Post of indignant outrage. According to talking head Ben Shapiro, Sesame Street is being used to teach ethnic groups civil disobedience. First off, it is hard to ignore the racist overtone of such a remark. I suppose those ethnics should know their place and accept what their masters give them, right?
But the shear idiocy of such a statement does raise the question, do people who say these kinds of things actually believe them?
The “marketplace of ideas” is pretty heavily saturated. Anyone can start a blog as I have learnt in the last 24 hours and you can tweet yourself silly, but the big money is getting yourself on the radio, TV and the New York Times bestsellers list. This why you have to stand out from the crowd.
My overall impression of political discourse these days is being able to plug your book in the few minute time slot allowed for between advert breaks on cable and morning news programs. Well thought out and analytical opinions be damned, we have to cut to a sponsor’s break.
The strategy of many political writers these days can be summarised as:
- Say something outrages.
- Get invited on a “news” show to repeat your outrageous opinion.
- Promote the book you make this claim in.
Think about Ann Coulter for a second, although it is probably better for your health not to think about her too much. Would anyone care what she had to say if she was writing books with careful analysis and well researched facts? Of course not, but a woman who says that women shouldn’t have the right to vote, lets book her.
The question really is do we actually want any better? All this partisan rancour and cultural warrioring must rate is sufficient well in order for it to keep getting put out there. These sort of red meat political topics get people talking, people enjoy either being outraged or, even more remarkably, agree with these sort of fringe theories.

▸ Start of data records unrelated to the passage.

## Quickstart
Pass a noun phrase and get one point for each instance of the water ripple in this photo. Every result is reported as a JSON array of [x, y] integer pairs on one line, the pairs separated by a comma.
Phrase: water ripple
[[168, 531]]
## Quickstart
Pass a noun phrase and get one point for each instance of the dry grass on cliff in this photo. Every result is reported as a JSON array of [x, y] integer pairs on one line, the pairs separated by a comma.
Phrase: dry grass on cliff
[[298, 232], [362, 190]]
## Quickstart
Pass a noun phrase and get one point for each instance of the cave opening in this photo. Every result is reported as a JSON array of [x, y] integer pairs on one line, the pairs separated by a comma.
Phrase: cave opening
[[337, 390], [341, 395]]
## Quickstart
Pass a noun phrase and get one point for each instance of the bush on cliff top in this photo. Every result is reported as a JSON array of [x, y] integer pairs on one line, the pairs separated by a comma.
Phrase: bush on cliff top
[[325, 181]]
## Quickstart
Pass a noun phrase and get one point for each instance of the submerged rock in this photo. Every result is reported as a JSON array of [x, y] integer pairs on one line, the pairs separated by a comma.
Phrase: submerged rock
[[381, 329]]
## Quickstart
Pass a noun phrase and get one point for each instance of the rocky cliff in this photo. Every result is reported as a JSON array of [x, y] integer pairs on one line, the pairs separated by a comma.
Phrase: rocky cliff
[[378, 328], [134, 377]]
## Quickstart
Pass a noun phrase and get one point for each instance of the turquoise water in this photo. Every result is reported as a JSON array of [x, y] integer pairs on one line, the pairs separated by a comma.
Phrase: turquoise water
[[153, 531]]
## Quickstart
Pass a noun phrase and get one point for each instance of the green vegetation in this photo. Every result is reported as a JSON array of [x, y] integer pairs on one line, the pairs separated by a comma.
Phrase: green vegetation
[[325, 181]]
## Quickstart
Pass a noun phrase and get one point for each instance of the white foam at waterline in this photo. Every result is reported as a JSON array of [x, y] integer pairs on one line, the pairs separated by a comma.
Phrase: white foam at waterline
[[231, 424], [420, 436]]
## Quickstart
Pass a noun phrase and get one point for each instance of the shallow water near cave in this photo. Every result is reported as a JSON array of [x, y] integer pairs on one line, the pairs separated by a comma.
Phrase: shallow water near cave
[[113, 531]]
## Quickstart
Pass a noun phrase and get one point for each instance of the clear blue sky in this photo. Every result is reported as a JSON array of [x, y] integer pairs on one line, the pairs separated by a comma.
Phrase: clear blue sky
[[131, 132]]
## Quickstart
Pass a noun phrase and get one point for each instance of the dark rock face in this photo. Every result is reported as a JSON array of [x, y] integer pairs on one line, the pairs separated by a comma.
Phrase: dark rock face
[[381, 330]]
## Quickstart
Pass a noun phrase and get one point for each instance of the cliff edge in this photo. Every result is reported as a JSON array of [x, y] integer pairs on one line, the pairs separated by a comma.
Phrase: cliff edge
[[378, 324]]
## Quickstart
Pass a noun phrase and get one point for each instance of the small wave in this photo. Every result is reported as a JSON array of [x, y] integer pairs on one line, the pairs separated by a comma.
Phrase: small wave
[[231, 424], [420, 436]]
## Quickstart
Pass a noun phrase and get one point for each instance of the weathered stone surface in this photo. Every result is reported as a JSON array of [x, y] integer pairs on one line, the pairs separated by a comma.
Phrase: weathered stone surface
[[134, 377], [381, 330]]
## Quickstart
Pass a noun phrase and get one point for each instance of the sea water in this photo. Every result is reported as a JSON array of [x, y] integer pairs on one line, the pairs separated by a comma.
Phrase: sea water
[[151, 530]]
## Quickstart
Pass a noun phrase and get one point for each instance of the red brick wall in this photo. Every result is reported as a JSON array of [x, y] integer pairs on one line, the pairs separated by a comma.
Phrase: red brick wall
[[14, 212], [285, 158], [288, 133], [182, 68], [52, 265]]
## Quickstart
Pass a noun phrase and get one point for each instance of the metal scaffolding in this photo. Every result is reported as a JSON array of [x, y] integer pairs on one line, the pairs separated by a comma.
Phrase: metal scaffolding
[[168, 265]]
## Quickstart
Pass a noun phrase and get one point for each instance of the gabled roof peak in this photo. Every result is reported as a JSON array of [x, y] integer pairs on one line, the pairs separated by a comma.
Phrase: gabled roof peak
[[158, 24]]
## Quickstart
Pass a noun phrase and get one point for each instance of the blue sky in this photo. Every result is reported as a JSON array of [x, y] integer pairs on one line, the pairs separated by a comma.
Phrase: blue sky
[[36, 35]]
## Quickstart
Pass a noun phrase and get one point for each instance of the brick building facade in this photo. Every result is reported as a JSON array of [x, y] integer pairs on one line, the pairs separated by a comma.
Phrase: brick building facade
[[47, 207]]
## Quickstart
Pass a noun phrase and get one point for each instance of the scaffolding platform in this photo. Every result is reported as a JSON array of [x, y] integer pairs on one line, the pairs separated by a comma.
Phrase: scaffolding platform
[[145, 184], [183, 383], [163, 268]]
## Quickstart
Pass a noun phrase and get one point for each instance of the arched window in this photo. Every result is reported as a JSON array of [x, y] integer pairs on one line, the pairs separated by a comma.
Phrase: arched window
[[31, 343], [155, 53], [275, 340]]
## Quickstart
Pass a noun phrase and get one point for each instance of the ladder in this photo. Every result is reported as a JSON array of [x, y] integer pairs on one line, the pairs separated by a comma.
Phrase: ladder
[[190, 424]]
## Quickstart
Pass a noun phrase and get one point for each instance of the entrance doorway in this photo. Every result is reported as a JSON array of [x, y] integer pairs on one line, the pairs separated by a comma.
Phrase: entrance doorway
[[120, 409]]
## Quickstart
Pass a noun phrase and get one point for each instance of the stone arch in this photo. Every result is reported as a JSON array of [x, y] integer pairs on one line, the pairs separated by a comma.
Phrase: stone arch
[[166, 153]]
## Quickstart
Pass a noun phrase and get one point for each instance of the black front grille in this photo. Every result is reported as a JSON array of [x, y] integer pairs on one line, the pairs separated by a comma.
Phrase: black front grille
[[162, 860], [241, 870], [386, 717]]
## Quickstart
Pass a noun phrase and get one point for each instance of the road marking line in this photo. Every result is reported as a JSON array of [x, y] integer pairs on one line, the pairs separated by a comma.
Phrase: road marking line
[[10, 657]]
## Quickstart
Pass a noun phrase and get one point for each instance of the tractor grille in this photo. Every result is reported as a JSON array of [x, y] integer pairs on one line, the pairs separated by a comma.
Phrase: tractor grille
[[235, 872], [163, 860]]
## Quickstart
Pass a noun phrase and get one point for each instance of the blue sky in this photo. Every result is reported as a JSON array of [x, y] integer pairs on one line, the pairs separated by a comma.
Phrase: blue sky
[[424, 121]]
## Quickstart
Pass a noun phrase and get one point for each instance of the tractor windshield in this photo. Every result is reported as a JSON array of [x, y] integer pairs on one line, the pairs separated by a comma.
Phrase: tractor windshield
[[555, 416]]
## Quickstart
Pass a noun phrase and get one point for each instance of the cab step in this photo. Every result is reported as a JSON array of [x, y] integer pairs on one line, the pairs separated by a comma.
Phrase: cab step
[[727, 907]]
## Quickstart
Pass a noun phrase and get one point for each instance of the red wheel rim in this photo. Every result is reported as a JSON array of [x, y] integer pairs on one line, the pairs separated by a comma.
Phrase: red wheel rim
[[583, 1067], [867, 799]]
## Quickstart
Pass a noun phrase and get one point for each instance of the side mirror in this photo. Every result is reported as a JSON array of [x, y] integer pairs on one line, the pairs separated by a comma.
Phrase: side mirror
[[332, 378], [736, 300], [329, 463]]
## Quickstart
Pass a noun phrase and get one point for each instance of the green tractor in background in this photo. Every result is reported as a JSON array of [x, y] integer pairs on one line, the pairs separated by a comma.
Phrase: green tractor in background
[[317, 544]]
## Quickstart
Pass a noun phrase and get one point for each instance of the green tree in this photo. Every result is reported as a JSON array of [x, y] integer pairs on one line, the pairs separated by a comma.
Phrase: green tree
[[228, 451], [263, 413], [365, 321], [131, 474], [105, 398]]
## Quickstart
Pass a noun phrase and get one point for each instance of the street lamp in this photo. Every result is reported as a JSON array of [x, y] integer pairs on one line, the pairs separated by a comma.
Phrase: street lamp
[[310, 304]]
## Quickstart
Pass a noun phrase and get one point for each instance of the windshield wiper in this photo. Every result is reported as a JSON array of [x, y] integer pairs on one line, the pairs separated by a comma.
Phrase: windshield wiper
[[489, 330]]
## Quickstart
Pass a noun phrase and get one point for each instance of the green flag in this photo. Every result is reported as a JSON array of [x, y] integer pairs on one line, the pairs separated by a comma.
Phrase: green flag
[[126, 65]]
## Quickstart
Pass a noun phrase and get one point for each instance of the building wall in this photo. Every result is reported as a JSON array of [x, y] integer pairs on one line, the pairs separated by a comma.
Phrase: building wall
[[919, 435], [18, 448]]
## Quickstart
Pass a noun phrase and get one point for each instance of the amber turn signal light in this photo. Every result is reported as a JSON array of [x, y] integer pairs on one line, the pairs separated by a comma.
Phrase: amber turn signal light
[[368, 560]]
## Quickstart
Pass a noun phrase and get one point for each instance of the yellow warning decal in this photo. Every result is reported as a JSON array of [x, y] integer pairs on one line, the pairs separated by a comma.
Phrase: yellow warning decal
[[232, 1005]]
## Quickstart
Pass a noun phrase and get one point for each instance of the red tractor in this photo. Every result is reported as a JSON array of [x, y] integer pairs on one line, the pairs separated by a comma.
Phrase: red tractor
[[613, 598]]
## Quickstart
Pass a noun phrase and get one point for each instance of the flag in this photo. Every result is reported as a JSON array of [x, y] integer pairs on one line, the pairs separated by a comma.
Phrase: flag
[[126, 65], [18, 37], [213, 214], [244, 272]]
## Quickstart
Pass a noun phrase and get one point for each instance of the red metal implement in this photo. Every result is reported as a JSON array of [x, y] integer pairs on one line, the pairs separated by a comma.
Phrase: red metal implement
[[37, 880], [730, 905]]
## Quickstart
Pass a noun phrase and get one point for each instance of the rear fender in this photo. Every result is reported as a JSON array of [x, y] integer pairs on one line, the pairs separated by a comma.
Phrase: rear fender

For the networks it is win-win, it is low-cost programming that people want to watch. The journalist and the talking head now have a symbiotic relationship where one relies on the other for survival. The talking head needs the journalist for obvious reasons, but the journalist needs the talking head otherwise he will need to go out a do some real reporting during that break between laxative ads and infomercials and that cost money.
At the end of the day being pissed off at the clown is not going to help, he has risen his profile through this commentary whether he actually believes it or not. However for every comment like this the public becomes more jaded and will switch off if someone doesn’t raise the bar. The question remains however, who is it going to be and what will they say?